# This Weekend in Review



## SMDave (May 19, 2015)

Been killing them at a local lake recently (Lake Ceva in Ewing, NJ).

These were the bass I caught from Saturday to yesterday afternoon (Monday, May 18th). No lunkers, but some real nice fish mixed in with some dinks.
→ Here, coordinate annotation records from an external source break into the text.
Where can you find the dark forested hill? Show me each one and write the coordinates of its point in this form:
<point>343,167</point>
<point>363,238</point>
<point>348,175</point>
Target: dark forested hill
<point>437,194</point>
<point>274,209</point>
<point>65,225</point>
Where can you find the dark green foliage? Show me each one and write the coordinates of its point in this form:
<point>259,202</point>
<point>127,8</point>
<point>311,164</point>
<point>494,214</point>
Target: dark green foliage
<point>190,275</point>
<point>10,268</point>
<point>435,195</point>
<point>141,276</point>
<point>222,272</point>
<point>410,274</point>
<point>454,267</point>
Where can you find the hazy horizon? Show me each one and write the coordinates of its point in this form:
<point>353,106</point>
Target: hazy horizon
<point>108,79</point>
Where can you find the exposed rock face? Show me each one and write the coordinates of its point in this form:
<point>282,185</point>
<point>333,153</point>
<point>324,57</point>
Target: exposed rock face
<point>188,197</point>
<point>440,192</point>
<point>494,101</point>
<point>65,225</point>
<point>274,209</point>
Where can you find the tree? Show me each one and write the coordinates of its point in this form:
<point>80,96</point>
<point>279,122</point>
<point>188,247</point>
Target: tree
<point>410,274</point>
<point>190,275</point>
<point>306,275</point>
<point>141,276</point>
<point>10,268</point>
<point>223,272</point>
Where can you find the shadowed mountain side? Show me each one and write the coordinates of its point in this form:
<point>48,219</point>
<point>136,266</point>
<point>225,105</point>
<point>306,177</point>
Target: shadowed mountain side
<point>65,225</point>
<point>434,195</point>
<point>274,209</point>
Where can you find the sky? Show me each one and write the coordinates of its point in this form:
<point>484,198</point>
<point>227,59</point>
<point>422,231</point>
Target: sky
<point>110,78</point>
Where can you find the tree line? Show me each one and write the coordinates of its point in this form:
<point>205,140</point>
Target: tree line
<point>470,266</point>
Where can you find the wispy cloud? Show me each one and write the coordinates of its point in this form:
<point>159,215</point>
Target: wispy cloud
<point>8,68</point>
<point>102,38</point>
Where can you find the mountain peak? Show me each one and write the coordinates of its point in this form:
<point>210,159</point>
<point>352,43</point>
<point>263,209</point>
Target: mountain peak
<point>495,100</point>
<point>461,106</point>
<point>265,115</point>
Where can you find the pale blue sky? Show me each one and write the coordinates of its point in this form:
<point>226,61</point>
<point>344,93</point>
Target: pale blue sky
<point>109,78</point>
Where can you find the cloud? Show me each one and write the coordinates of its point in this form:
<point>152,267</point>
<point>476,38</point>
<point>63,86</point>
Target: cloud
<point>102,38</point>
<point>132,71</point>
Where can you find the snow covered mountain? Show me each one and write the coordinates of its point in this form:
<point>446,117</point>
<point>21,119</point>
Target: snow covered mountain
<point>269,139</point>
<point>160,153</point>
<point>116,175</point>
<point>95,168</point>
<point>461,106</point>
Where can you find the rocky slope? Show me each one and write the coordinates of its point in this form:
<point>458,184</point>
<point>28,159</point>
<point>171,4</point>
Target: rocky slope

All bass were caught either on a Zoom Super Fluke in Pearl (weightless on a 3/0 EWG Offset hook), Strike King KVD Perfect Plastics Caffeine Shad in Pearl Blue (rigged the same way), or the Rapala Shadow Rap in Carbon or Mossback Shiner (FANTASTIC jerkbait by the way, it's quickly become my favorite jerkbait even over Lucky Craft Pointer SPs)... the Shadow Rap is a really slow sinker versus your standard floating or suspending jerkbaits, so I'll fish it just like I would a weightless senko.


----------



## Johnny (May 19, 2015)

good job, young man, good job !!!


----------



## Captain Ahab (May 20, 2015)

Nice ones but nj bass do not count


----------



## Jim (May 20, 2015)

Awesome Job!


----------



## SMDave (May 20, 2015)

Captain Ahab said:


> Nice ones but nj bass do not count



Haha, oh..?? Why's that? Sounds like kind of a crappy rule to me 8)


----------



## shamoo (May 28, 2015)

Excellent Job SMDave =D>


----------



## shamoo (May 28, 2015)

Crappies are fun to catch, so yes crappies do rule :LOL2:


----------